Diğer yandan enerji satış fiyatlarının TÜFE endekslerinin üzerinde belirlendiği görülmektedir. Nitekim 2016- 2022 yılları arasında elektrik fiyatları %242,7 oranında arttığı halde aynı dönemde TÜFE ise %178 oranında artmıştır.
Elektrik fiyatlarının dolara bağlı olduğu, düşük kademeden tüketilen 1 kWh elektriğin fiyatının ortalama 9 cent civarında belirlendiği, 2022 yılından uygulamaya geçilen yüksek kademe tüketilenlerde ise bu miktarın 12,5 cent’e ulaştığı anlaşılmaktadır.

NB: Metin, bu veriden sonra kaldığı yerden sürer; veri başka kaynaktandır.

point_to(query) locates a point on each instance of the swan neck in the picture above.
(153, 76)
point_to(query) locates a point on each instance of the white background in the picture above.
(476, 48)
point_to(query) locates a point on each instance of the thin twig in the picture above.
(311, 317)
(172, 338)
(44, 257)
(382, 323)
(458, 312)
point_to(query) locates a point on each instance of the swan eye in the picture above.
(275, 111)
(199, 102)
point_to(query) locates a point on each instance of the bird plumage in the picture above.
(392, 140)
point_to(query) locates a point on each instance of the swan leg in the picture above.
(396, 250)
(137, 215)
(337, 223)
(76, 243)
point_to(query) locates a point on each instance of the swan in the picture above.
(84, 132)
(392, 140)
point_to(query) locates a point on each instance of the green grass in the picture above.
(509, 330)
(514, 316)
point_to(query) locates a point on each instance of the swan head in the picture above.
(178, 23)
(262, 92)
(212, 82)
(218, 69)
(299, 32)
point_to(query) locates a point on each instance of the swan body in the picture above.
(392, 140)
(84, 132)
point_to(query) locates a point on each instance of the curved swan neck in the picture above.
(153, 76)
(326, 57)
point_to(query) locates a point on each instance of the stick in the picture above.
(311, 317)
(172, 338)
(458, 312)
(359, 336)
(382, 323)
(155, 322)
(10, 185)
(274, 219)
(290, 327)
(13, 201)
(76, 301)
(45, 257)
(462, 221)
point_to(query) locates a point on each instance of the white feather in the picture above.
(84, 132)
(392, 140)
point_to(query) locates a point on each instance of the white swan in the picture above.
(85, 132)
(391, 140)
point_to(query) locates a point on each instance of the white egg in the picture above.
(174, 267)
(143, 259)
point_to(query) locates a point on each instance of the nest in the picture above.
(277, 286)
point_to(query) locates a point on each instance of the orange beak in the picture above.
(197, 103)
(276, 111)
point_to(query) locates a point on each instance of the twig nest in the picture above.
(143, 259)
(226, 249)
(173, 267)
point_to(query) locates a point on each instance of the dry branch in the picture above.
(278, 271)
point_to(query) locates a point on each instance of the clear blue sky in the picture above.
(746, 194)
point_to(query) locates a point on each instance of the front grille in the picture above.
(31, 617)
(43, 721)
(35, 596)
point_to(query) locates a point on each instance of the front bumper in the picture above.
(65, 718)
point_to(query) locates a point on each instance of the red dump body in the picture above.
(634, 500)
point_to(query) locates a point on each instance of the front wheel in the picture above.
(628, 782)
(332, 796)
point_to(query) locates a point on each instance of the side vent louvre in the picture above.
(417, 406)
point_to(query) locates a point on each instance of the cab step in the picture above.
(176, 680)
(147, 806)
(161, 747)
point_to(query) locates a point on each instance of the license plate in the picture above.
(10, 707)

6-Sonuç olarak; elektrik üretimin büyük bölümünün doğalgaz; ithal kömürden üretim yapan santrallerden ve yenilenebilir enerji kaynaklarından YEKDEM göre üretim yapan 1036 adet firmadan sağlandığı için elektrik fiyatlarının Dolar bazında belirlendiği anlaşıldığından;
√ Elektrik fiyatların makul seviyeleri çekilmesi bakımından KDV indirimi yapılmasının yeterli olmayacağı,
√ Dağıtım yapan şirketlerin kamulaştırılması,
√ Elektrik üretiminde dışa bağımlılığın azaltılması,
√ Üretici firmalarla yapılmış ikili fiyat sözleşmelerinin gözden geçirilmesi vb.
Köklü önlemlerin alınmasının yanı sıra elektrik faturalarının da daha önceleri olduğu gibi ayrıntılı bir şekilde düzenlenmesi, bu suretle fiyatlarda şeffaflığın sağlanması gerektiği değerlendirilmektedir.